ACS, espaldas anchas para resistir el temporal

La contratista más grande del mundo presume de efectivo y una cartera diversificada

ACS Covid
Remesa de equipamiento sanitario que ACS trajo de China en alianza con Telefónica.

En 2012, cuando ACS alcanzó el primer puesto en el ranking de contratistas internacionales más grandes del mundo, inició un proceso de transformación para consolidar ese liderazgo. Uno de los objetivos que se trazó en ese momento fue reducir drásticamente su endeudamiento, el cual se ha situado en mínimos históricos al cierre de 2019.

Esa decisión le permite hoy encarar con tranquilidad la crisis económica desatada por el coronavirus. La constructora que preside Florentino Pérez contaba al mes de marzo con una liquidez de más de 12.000 millones de euros, entre efectivo disponible en caja (9.054 millones) y líneas de crédito habilitadas (3.329 millones), que en el peor de los escenarios le permitiría solventar con holgura una deuda neta de 2.374 millones.

El grupo reforzó en junio ese colchón de liquidez con la emisión de un bono a cinco años por un importe inicial de 500 millones de euros, que la fuerte demanda del mercado (llegó a los 1.750 millones de euros) elevó finalmente hasta los 750 millones.

Al éxito de la operación contribuyó el hecho de que la compañía revalidase semanas antes la calificación BBB otorgada por Standard & Poor’s, a pesar del impacto de la pandemia en las cuentas de su filial Abertis.

La constructora reforzó su liquidez con una emisión de 750 millones de euros en junio

La caída del tráfico en las autopistas de peaje gestionadas por esta concesionaria, debido al confinamiento de la población y las restricciones a la movilidad impuestas para controlar el brote en la mayoría de países donde opera, redujo en 40 millones su contribución al beneficio neto del grupo en el primer trimestre.

De hecho, ACS achacó a los malos resultados de Abertis y de Clece, su filial de servicios sociales y de limpieza (afectada por el cierre de colegios y edificios), el descenso de sus ganancias en el periodo: un 28,5%, hasta los 201 millones de euros.

Pero su volumen de ingresos, el tamaño de su cartera y su diversificación geográfica hacen pensar a la agencia de calificación crediticia S&P que la compañía resistirá los efectos de la crisis en 2020, por lo que en su última revisión le mantuvo el rating con perspectiva estable.

Ciertamente, la robustez de su cartera de obra es otra fortaleza del grupo.
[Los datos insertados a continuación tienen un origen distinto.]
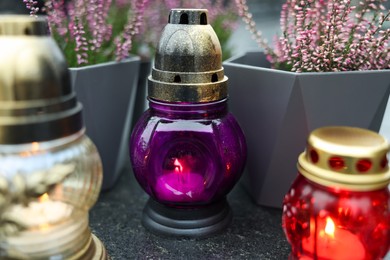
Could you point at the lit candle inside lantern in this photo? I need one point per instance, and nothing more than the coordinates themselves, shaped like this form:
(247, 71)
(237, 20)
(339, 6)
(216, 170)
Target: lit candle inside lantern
(180, 184)
(327, 241)
(41, 213)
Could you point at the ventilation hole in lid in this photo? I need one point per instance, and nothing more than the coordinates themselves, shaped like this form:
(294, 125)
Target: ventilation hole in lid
(203, 19)
(214, 77)
(177, 79)
(184, 18)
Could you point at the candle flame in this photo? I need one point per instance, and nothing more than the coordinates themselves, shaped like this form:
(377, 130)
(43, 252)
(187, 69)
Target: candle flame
(34, 146)
(44, 197)
(329, 227)
(178, 166)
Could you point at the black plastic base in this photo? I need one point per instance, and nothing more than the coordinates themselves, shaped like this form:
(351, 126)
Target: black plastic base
(200, 222)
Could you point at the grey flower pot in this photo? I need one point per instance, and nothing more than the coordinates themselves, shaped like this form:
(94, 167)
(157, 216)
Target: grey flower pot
(107, 92)
(278, 109)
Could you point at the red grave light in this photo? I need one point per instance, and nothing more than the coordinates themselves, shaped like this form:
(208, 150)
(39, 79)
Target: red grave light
(338, 206)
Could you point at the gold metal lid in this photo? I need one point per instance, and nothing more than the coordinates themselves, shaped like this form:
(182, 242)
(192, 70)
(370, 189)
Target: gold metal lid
(36, 99)
(346, 157)
(188, 62)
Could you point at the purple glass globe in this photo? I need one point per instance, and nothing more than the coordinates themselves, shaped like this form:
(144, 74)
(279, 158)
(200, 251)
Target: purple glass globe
(187, 154)
(187, 151)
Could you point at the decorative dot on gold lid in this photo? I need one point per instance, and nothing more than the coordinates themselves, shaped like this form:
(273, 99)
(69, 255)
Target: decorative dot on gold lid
(346, 157)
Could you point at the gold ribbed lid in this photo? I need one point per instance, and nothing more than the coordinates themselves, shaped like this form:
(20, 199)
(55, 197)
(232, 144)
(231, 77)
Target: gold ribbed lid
(346, 157)
(36, 99)
(188, 61)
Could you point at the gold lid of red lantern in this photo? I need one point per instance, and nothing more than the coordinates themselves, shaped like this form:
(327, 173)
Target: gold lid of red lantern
(346, 157)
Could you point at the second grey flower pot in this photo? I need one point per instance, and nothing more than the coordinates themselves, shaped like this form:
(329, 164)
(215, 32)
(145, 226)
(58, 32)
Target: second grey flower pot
(107, 92)
(278, 109)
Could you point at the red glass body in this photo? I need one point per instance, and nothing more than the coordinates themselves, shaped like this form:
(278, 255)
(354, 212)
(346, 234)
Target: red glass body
(326, 223)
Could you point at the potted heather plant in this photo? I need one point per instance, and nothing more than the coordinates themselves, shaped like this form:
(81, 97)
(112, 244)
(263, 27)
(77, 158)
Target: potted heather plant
(96, 38)
(330, 66)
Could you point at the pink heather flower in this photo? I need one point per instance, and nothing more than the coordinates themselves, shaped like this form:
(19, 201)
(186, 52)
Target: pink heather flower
(327, 35)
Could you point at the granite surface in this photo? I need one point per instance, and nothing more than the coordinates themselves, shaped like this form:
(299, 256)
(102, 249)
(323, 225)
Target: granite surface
(255, 232)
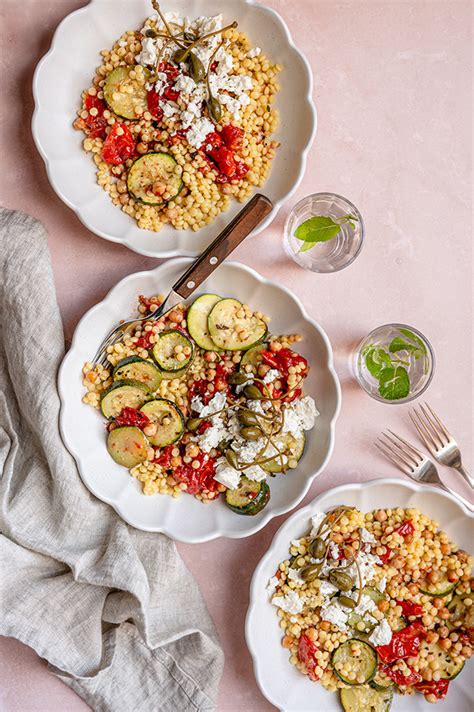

La constructora tiene contratos para dos años de trabajo, el 96% de ellos en el exterior. EE UU, Canadá y Australia son sus principales mercados, en tanto que España solo aporta el 4% del total.

ACS prevé beneficiarse del billonario plan de infraestructuras lanzado por EE UU para reactivar su economía y de un aumento de la inversión en proyectos verdes. Por lo pronto, su filial Cobra tiene una cartera de activos renovables de 2.700 MW para construir en los próximos años y más de 6.000 MW en promoción.

Este artículo se publicó en el especial Aniversario de CincoDías el jueves 16 de julio de 2020, con información disponible a ese día.

Donaciones de buzos a las UCI

• En colaboración con Telefónica, ACS trajo de China tres aviones con 213.000 buzos y batas de protección individual para hospitales de toda España. La remesa, que llegó el 25 y 26 de mayo pasado, formó parte de las 150 toneladas de material sanitario que las dos empresas han importado de varios países para donar a las UCI durante la crisis.

• El grupo tiene más de 190.000 empleados. De ellos, solo se han visto afectados por ERTE 192 de la filial Dragados que prestaban servicios de mantenimiento de vías públicas en Madrid.